From The Grand Experiment of Paper Money to A Financial Collapse. And To The Rise of the EU’s Largest Stock Exchange.
To Paris, France!
“C’est la vie.” That is life.

The awe-inspiring city of lights and love, Paris.
From the towering La Tour d’Eiffel, echoing the French fight for freedom, to the mighty Arc de Triomphe, symbolizing power, ambition, and glory. Paris carries stories that never fail to inspire.
And truly, what people say is right: you can never go wrong visiting this historically rich city.
But for me, one reason to visit Paris goes beyond its kings and queens, its churches, and its art. It’s about walking through its financial past, because Paris was home to one of the greatest financial disasters in history, the Mississippi Bubble of 1720.
I’ve read about it and even written about it on my website. But as a financial geek, just reading wasn’t enough. I wanted to see it, breathe it, walk the very paths Parisians did during those days of exuberance and collapse.
Why? Because history teaches us what has happened in the past, and what could happen again in the future. And most importantly, it shows us how financial bubbles form, how they burst, and how we might recognize the signs to help us manage a downturn.
This blog won’t be about rewriting the story of what has transpired in the Mississippi Bubble of 1720—you can read more about it through the blog link below. Instead, I’ll take you through the places I visited in Paris that connect to this financial mania.
And of course, as with every trip, I kept up my tradition: my “Stock Stop” series, visiting a stock exchange in every country I travel to. Because travel, for me, isn’t just about the sights, it’s about syncing my passion for the concept of money and finance with the places I explore.

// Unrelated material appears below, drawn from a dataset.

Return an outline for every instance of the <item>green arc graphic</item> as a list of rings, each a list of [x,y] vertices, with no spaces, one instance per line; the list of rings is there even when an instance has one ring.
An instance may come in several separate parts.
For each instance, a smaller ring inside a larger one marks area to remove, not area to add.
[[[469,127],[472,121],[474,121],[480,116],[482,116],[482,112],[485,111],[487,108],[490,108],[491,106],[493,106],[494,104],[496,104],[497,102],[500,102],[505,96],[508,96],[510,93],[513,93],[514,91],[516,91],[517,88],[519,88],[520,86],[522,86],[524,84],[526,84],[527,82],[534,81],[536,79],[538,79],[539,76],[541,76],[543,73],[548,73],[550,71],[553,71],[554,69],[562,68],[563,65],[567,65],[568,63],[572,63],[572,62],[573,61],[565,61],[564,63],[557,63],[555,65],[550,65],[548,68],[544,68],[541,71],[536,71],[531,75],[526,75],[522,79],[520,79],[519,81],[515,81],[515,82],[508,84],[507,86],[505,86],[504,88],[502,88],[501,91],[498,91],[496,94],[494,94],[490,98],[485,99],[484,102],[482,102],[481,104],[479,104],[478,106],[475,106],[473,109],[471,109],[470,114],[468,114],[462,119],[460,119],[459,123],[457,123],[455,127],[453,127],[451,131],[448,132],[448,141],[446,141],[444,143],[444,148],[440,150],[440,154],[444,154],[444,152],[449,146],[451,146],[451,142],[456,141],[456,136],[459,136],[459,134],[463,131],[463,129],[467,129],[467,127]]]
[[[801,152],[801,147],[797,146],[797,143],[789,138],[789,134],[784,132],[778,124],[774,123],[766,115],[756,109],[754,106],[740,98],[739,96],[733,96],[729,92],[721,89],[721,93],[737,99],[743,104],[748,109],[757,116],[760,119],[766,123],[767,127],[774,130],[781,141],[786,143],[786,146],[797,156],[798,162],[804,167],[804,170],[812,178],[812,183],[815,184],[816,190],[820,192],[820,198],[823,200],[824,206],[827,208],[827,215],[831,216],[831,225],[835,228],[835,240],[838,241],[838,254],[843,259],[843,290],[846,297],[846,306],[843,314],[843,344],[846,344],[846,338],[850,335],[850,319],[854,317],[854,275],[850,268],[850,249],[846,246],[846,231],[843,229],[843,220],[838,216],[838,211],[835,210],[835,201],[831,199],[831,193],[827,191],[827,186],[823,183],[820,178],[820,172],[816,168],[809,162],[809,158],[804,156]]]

Click on this link to access my Google Map Data of My Paris Financial Tour
So, without further delay. Let’s go!
The Roi Soleil, the Sun King Louis XIV
“When the rich wage war, it’s the poor who die.”
—Jean-Paul Sartre, French Philosopher of Existentialism

I wasn’t able to visit one of the grandest estates of the French Empire, the Palace of Versailles. But, I did get to see some of the crown jewels of French royalty at the Musée du Louvre.
The room itself mirrors the grandeur of Versailles: marble stone floors, walls adorned with intricate portraits and designs, and a ceiling painted by the finest artists of the time. It was, without question, a room built for royalty.
The star of the room is indeed the crown jewels, but when you look beyond it, you will find more than this, such as the portraits of France’s past kings and queens. Among them all, one stood out for me, the Roi Soleil, the Sun King, Louis XIV. (The photo above is one I took during my visit.)
Why did I focus on him alone when there were many other influential rulers? Because the story of the Mississippi Bubble begins with him.
During his reign, colonization and war were the main tools of power, a key to dominating trade, expanding influence, and asserting strength on the global stage. But war is costly. It drains manpower, resources, time, and above all, money. Financing wars, raising capital, and sustaining the empire’s ambitions became central to 18th-century France’s story, and ultimately, to the events that would lead to the bubble.
Louis XIV himself was more than just a king. He saw himself as divinely chosen by God
, ruling with a sense of absolute power. He elevated his reign to cosmic levels, even comparing himself to Apollo, the Greek Sun God. Henceforth, his title, “The Sun King.” France, in his eyes, revolved around him just as the planets revolved around the sun.



The Palais-Royal

Originally called the Palais-Cardinal, this grand estate was built in the 17th century for Cardinal Richelieu, one of France’s most powerful Catholic leaders. After his death, it passed into the hands of the monarchy and to King Louis XIV.
But in the context of the Mississippi Bubble, the most important figure tied to the Palais-Royal isn’t Louis XIV. It’s Philippe II, Duke of Orléans, the Sun King’s nephew.
When Louis XIV died, Philippe II became Regent of France, ruling on behalf of the young King Louis XV. The Palais-Royal became his residence, a place where state affairs were handled, and where aristocrats and other prominent French individuals gathered for social gatherings and entertainment.
Why is the King’s reagent an important person in the story? It is because Philippe II gave John Law—the Scottish economist—the influence and authority to implement his radical economic paper money experiment in France, which led directly to the Mississippi Bubble.
Today, the Palais-Royal houses the Ministry of Culture, the Conseil d’État, and the Constitutional Council. Its central gardens are open to the public and serve as a peaceful park in the heart of Paris.
On my visit, my wife and I paused here for a short rest after exploring the largest museum in the world, the Musée du Louvre. We took a few photos, enjoyed the ambiance, which is quite a contrast to the busyness of the Louvre museum next door. It felt surreal knowing that this serene place once stood and contributed to one of the most dramatic financial manias in history.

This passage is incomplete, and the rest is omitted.